We have to add some preprocessing for this anyways, so it should be possible to simply change the code to

#  ifndef _LIBCPP_NO_AUTO_LINK
#    if defined(_LIBCPP_ABI_MICROSOFT) && !defined(_LIBCPP_BUILDING_LIBRARY)
#      if !defined(_LIBCPP_DISABLE_VISIBILITY_ANNOTATIONS)
#        pragma comment(lib, "c++.lib")
#        if __has_feature(experimental_library)
#          pragma comment(lib, "c++experimental.lib")
#        endif
#      else
#        pragma comment(lib, "libc++.lib")
#        if __has_feature(experimental_library)
#          pragma comment(lib, "libc++experimental.lib")
#        endif
#      endif
#    endif // defined(_LIBCPP_ABI_MICROSOFT) && !defined(_LIBCPP_BUILDING_LIBRARY)
#  endif   // _LIBCPP_NO_AUTO_LINK

IIUC.

Yep, something along those lines would work (except that the library always is called libc++experimental.lib as there’s no shared version of it).

The fact that libc++experimental only is linked statically while linking the rest of libc++ dynamically is also the reason why libc++experimental doesn’t really work in shared linked clang-cl/msvc configurations anyway - because the headers would be indicating dllimport linkage for all types (via e.g. the _LIBCPP_TYPE_VIS and _LIBCPP_FUNC_VIS macros) even though the stuff in libc++experimental is linked statically and shouldn’t be accessed with dllimport linkage. Fixing that would require adding e.g. _LIBCPP_EXPERIMENTAL_*_VIS for all those functions/types/templates that are provided by the separate experimental library.

Maybe we should add a macro the next time someone puts something into libc++experimental.lib. It’s not that hard. I plan to work on std::pmr during LLVM 16, so it doesn’t make a lot of sense to change that right now. After removing experimental::pmr the library would be empty anyways.

Bulk replying – sorry I’ve been really busy with other stuff.

Regarding the Windows issue, I agree that we should use pragma comment(lib, "libc++experimental.lib") to make sure that the experimental features work on Windows just like they do on other platforms. I think we should also add appropriate visibility annotations to make it work.

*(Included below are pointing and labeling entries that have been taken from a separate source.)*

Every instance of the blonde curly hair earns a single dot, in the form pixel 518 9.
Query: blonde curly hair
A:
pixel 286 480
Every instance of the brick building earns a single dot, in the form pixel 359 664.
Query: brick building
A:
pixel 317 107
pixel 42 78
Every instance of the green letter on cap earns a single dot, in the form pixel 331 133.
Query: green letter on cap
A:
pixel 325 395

I think the only contentious part at this point is whether -fexperimental-library should also turn on various experimental language features. When I started this proposal, my opinion was “yes”. However, it changed completely when I realized that some of those were undesirable, like modules. Similarly, I don’t think we should try to figure out what language features are required by any given library feature and then tweak the Clang driver to account for that. When we make Clang changes, we need to wait for roughly 1 year before we can assume those changes inside libc++ because of our support window.

Instead, I really think -fexperimental-library should exclusively control whether we provide experimental stuff in the library, and users can cherry-pick the other experimental language features they want (or need) to use.

I still have a preference to enable the needed compiler flags. However I see I’m in the minority. Instead I want to propose that instead of enabling the flags by default we validate whether the proper flags are set.

When an experimental header is included without -fexperimental-library all is fine. This can happen with indirect includes. We tried to make that an error in the past and that was reverted due to too many false positives.

When an experimental header is included with -fexperimental-library but without -ffoo required for that specific header then there should be an #error to explain which compiler flag or flags are required to use that header.

That way its easy for the user to set the proper flags.